[ 
https://issues.apache.org/jira/browse/CASSANDRA-7731?page=com.atlassian.jira.plugin.system.issuetabpanels:comment-tabpanel&focusedCommentId=14142689#comment-14142689
 ] 

Robert Stupp commented on CASSANDRA-7731:
-----------------------------------------

TLDR yammer and codehale produce different values - both implementations rely 
on a lot of updates to work as expected and do not seem to work correctly for 
low-frequency {{update()}} calls.
* yammer's percentiles (e.g. 95, 99, 99.9) are wrong if not enough {{update()}} 
calls are made (e.g. idle column families).
* codehale takes a bit more time to correct the percentiles (about 10 minutes - 
which might be roughly "weighted towards 5 minutes"...)

I've written an artificial test that does the same against yammer (2.1) and 
codehale (3.1). [Test source available 
here|https://bitbucket.org/snazy/histogram-test]

The test runs for 20 minutes and creates three histograms.
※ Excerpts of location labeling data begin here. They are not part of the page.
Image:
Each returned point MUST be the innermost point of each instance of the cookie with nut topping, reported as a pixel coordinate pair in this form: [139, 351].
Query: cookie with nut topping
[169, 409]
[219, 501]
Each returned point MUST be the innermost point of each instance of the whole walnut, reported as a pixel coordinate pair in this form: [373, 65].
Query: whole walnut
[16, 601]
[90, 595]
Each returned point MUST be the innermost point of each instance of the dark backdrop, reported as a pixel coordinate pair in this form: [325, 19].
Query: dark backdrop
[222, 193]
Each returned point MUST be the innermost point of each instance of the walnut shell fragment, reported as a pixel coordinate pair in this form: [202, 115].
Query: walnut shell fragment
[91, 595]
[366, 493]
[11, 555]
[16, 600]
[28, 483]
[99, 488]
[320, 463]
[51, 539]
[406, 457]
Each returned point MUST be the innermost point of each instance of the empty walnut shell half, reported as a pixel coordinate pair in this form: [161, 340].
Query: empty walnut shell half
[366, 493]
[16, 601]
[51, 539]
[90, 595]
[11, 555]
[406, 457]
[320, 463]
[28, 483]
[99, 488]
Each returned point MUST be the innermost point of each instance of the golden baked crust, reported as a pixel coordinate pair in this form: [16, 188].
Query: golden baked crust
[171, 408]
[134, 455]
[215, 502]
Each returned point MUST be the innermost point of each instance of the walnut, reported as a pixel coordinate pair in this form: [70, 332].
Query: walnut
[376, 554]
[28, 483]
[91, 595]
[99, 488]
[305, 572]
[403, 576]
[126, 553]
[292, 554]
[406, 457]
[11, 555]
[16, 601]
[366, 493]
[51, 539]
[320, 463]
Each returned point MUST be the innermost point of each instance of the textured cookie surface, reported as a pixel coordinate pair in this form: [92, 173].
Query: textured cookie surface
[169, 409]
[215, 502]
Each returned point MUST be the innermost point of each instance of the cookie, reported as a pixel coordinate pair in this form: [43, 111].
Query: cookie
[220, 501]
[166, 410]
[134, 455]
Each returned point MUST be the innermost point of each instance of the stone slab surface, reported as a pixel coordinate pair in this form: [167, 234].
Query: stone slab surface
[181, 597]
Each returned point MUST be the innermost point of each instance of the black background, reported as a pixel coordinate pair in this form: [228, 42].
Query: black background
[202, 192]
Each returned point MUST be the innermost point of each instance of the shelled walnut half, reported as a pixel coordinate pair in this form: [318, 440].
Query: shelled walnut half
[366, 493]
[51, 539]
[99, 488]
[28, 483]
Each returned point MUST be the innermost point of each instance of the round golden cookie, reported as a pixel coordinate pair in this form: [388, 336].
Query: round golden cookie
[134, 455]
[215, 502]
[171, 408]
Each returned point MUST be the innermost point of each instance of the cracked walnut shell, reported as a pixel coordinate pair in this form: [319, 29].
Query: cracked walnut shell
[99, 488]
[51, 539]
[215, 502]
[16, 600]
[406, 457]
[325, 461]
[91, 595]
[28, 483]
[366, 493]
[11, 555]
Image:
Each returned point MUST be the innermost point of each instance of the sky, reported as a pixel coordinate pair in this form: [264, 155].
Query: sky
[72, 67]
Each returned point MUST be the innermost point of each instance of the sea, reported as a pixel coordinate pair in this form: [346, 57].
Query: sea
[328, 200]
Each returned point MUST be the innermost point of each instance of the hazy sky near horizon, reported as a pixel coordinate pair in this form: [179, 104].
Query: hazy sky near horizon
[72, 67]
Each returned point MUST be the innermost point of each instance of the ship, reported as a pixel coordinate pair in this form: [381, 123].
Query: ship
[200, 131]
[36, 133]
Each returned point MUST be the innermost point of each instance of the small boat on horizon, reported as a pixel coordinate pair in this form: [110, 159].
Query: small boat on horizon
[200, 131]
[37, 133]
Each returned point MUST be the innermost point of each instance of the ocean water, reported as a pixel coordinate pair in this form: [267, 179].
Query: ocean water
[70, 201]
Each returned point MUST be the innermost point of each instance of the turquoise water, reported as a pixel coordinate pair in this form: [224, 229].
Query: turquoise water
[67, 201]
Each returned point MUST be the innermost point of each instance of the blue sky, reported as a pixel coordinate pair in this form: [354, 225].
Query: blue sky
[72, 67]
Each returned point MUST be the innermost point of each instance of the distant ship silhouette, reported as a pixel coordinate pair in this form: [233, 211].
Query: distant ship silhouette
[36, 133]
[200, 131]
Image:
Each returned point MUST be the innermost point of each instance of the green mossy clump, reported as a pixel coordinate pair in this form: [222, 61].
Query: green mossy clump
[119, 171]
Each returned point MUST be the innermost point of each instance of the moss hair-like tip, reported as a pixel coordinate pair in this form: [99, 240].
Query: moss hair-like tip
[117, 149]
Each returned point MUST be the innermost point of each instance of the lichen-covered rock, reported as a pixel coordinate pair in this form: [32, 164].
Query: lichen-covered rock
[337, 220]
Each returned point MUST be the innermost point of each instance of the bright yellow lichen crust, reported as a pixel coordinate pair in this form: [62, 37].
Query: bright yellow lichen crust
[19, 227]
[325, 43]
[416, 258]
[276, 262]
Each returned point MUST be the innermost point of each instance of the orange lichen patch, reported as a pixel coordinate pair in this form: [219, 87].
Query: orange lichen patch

One is updated 10 
times per second, one once per second and one every 15 seconds. The values for 
the {{update()}} call is 100 during the first 60 seconds and 2 after.
So the histograms just differ in update frequency - but not in the values.

Results:
* yammer does not reset the min and max values on the metric/histogram (e.g. 
{{com.yammer.metrics.core.Histogram#max}}) - but the result for 
{{com.yammer.metrics.stats.Snapshot#getValue(1d)}} is corrected  - BIG CUTBACK: 
yammer does this only if it "gets enough values" (not bound to the documented 5 
minute interval - but (also?) to the number of updates) - this does also affect 
the 95, 99, 99.9 percentiles
* yammer and codehale produce different values for the _mean_ value (did not 
yet inspect which values are correct)
* codehale returns the "correct" max value (and updates other percentiles) 
after some certain time - the more {{update()}} calls, the faster the value is 
updates
* nodetool (the 2.1 patch) uses {{Histogram.max()}} via 
{{JmxReporter.HistogramMBean}} - so the displayed max value is never reset. 
{{JmxReporter.HistogramMBean}} does not support some {{getValue(double)}} call. 
We could switch to {{get999thPercentile()}} to mitigate the problem.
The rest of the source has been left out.